Higher Deficits. Ordinary Americans express a rising anxiety about Washington’s already enormous budget deficits. According to a recent Washington Post/ABC News poll, 56 percent of Americans disapprove of the President’s handling of the budget deficit. Indeed, this year’s deficit year is projected to be well in excess of $1.5 trillion. Additionally, 69 percent of Americans feel that the Stimulus Bill either hurt or made no difference to economic recovery. Given the failure of the ARRA to stimulate the economy, combined with the already enormous budget deficits, Congress has no business making matters worse.

The Governors, after getting the first bailout, can be expected to make impassioned speeches about horrific budget cuts if Congress doesn’t enact the enhanced FMAP. But some perspective is in order. First, Medicaid spending has risen rapidly for the past two decades. Between 1990 and 2007, Medicaid spending more than quadrupled from $69 billion to $316 billion. Second, state spending has also skyrocketed.

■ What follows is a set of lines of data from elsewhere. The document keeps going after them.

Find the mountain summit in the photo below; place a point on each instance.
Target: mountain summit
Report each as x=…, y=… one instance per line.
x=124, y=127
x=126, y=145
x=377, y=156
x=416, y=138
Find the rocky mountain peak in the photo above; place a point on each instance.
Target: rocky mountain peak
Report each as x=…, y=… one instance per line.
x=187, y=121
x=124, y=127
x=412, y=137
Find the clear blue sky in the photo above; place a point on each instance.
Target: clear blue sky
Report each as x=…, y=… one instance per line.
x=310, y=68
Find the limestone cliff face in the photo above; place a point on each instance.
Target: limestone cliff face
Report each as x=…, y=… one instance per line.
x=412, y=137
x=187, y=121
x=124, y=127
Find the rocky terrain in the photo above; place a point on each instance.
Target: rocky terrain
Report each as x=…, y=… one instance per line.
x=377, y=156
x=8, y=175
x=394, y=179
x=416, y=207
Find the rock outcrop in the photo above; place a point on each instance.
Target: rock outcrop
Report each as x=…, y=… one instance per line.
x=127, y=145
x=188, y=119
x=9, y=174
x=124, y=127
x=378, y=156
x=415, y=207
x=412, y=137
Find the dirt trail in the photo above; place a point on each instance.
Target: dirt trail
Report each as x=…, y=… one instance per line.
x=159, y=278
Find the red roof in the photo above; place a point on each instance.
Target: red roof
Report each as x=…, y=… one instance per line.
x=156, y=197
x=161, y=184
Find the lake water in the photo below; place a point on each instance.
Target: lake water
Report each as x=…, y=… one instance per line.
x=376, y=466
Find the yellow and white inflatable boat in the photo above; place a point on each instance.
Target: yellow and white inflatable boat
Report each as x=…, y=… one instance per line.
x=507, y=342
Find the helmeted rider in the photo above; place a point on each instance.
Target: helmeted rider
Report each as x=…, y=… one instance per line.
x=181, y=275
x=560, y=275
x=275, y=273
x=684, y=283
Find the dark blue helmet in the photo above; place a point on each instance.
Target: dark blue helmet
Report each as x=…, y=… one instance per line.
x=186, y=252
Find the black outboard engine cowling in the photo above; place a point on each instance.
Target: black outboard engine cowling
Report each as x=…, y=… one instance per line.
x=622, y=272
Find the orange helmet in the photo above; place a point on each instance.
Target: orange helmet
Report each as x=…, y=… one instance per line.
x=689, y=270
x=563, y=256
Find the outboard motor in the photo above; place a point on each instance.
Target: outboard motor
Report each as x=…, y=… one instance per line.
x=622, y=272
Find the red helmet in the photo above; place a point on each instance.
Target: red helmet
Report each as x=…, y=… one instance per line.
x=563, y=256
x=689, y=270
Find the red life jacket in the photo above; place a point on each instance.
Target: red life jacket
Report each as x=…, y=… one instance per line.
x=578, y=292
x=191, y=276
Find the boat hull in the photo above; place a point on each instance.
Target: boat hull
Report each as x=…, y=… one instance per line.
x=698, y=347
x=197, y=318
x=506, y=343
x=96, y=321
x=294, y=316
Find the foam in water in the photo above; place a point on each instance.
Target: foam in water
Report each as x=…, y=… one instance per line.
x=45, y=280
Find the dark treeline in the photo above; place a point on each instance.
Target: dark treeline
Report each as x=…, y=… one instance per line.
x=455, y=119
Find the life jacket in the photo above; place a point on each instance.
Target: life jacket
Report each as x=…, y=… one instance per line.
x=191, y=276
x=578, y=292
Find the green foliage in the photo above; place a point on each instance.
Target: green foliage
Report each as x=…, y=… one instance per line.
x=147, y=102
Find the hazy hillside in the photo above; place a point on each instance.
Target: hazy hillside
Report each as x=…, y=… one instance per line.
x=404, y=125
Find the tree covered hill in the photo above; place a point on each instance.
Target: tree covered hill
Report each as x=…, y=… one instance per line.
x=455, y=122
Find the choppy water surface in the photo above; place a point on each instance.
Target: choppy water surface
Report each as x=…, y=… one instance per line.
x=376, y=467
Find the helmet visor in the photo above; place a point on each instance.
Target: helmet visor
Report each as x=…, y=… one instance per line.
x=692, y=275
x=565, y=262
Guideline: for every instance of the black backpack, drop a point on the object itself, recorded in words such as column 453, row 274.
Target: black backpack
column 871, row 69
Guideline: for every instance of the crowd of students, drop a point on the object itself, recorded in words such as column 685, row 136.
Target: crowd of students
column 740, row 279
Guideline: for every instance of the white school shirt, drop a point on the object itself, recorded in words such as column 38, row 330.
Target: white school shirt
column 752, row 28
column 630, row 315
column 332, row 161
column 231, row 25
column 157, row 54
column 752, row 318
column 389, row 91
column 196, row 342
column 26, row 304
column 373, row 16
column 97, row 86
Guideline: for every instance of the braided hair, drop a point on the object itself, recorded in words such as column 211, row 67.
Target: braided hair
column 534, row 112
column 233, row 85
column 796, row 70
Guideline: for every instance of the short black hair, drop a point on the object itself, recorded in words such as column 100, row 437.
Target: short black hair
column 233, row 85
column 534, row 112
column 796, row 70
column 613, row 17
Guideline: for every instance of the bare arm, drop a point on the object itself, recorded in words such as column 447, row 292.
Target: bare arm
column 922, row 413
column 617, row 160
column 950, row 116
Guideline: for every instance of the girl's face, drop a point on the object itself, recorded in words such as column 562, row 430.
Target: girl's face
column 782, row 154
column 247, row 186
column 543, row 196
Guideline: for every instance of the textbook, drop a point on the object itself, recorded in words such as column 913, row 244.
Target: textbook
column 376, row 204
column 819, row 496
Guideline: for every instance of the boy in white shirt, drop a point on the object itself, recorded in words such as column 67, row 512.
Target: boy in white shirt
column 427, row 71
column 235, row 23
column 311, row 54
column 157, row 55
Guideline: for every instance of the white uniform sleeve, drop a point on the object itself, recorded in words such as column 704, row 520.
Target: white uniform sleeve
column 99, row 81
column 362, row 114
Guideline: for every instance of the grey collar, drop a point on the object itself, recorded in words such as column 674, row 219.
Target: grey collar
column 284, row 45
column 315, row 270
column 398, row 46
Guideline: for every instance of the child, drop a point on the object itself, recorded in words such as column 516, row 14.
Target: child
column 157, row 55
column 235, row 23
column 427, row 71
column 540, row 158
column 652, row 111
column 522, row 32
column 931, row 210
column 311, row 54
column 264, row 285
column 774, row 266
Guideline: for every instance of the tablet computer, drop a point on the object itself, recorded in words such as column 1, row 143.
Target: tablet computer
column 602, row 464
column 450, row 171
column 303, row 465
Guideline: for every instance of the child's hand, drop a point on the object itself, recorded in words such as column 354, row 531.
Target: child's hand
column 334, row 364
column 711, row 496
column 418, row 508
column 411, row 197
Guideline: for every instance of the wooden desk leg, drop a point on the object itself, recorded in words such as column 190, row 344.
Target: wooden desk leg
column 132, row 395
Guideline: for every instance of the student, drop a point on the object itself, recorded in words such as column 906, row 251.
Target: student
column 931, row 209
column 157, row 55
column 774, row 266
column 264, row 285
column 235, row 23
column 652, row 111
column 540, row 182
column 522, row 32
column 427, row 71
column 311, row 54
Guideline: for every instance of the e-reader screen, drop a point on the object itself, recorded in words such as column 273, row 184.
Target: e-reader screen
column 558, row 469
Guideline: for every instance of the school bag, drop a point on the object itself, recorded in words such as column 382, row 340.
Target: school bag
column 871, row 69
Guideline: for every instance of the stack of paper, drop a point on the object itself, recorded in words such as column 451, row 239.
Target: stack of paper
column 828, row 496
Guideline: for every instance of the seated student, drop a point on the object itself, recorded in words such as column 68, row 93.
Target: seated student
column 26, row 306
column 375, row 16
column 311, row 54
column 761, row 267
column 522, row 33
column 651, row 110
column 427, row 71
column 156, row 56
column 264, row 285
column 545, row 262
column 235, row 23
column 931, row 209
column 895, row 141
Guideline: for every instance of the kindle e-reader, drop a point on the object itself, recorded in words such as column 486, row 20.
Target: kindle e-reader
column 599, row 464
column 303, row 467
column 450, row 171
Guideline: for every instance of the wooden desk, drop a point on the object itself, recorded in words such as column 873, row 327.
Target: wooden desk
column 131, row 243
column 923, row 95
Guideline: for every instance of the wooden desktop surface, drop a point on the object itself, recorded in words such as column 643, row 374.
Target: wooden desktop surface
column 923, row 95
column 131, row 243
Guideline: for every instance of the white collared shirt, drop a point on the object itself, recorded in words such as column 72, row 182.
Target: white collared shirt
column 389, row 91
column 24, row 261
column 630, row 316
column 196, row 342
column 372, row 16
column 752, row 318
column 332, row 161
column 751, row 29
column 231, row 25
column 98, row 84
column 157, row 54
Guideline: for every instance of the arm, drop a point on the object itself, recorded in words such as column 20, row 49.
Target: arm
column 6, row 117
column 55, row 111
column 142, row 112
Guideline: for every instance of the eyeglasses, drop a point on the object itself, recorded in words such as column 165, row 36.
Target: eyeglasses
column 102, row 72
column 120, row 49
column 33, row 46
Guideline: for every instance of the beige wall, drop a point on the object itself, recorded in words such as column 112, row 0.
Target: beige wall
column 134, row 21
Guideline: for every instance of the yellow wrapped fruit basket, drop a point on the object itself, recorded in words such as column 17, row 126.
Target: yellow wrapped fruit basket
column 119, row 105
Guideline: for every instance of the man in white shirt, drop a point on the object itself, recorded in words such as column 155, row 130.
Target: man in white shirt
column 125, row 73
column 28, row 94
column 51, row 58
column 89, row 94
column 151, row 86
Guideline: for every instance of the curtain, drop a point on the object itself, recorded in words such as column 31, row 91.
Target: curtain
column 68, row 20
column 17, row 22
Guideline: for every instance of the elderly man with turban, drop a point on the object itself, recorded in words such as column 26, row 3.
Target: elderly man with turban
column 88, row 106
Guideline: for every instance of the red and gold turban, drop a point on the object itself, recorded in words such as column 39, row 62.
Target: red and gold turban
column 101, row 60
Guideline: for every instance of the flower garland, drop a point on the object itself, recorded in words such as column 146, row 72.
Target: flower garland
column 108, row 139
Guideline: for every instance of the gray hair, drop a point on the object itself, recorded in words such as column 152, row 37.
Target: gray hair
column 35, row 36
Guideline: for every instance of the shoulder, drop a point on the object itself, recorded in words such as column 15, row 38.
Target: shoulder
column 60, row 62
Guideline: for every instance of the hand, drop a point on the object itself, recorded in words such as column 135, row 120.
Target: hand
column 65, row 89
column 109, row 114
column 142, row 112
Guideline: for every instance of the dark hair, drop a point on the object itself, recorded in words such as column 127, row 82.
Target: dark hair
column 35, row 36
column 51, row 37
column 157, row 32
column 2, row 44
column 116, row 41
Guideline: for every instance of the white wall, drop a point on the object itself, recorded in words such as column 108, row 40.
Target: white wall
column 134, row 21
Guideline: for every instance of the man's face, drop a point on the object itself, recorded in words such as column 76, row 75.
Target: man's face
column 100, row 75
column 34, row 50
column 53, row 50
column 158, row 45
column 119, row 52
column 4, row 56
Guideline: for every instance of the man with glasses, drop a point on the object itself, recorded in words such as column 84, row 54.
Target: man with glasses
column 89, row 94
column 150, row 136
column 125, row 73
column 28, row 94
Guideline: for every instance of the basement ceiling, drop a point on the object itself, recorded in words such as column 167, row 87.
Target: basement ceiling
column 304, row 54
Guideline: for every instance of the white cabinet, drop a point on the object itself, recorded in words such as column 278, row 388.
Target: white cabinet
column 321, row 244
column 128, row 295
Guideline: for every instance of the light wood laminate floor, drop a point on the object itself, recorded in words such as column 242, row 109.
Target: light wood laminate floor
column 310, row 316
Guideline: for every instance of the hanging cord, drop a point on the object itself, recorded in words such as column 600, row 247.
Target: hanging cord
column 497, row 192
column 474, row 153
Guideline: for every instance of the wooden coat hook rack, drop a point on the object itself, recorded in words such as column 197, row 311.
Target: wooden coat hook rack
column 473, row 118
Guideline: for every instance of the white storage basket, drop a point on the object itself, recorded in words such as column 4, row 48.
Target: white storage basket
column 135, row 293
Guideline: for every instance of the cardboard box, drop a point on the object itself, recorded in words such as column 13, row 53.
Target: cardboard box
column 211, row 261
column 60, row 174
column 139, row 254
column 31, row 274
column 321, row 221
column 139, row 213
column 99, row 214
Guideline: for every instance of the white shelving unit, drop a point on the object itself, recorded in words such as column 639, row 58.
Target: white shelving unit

Table 1 shows the changes in state per capita spending between 1990 and 2006. This table shows that the average increase in per capita state spending was 130 percent and that 43 states more than doubled per capita spending between 1990 and 2006. The truth is that many state governments pursued reckless fiscal management over the past two decades, accompanied by the dramatic growth in state Medicaid programs. In fact, states have accumulated much budget fat that can be further trimmed.

More money from Washington will guarantee one thing: States will continue to spend far in excess of what they can afford, and Congress will treat the federal taxpayers like an ATM machine to cover the shortfalls. Because raising taxes is unpopular and the vast majority of states have balanced budget requirements, state politicians look to Congress, knowing that Congress can always “borrow” the extra money. By refusing to extend the FMAP enhancement, Congress can send the signal that it is serious about excessive spending. Congress can end the era of Medicaid bailouts. State budgets will no longer be brought to balance by racking up additional mountains of debt on our children and grandchildren.

The next step is to cope with the impact of Obamacare, which will exacerbate Medicaid’s budgetary pressures. The reason: over half of individuals who gain insurance coverage will be enrolled in Medicaid. Additionally, the millions of individuals who are now eligible for Medicaid but who have not enrolled will have an incentive to sign up in order to avoid the penalty of the new law’s individual mandate. While the initial state burden for covering the newly eligible populations will be relatively minor, states will be on the hook for a much greater cost for currently eligible individuals who enroll. Obamacare, in other words, is deepening the mess. Meanwhile, Congress can do the right thing: Stand up for the American taxpayer by refusing to extend the Medicaid bailout.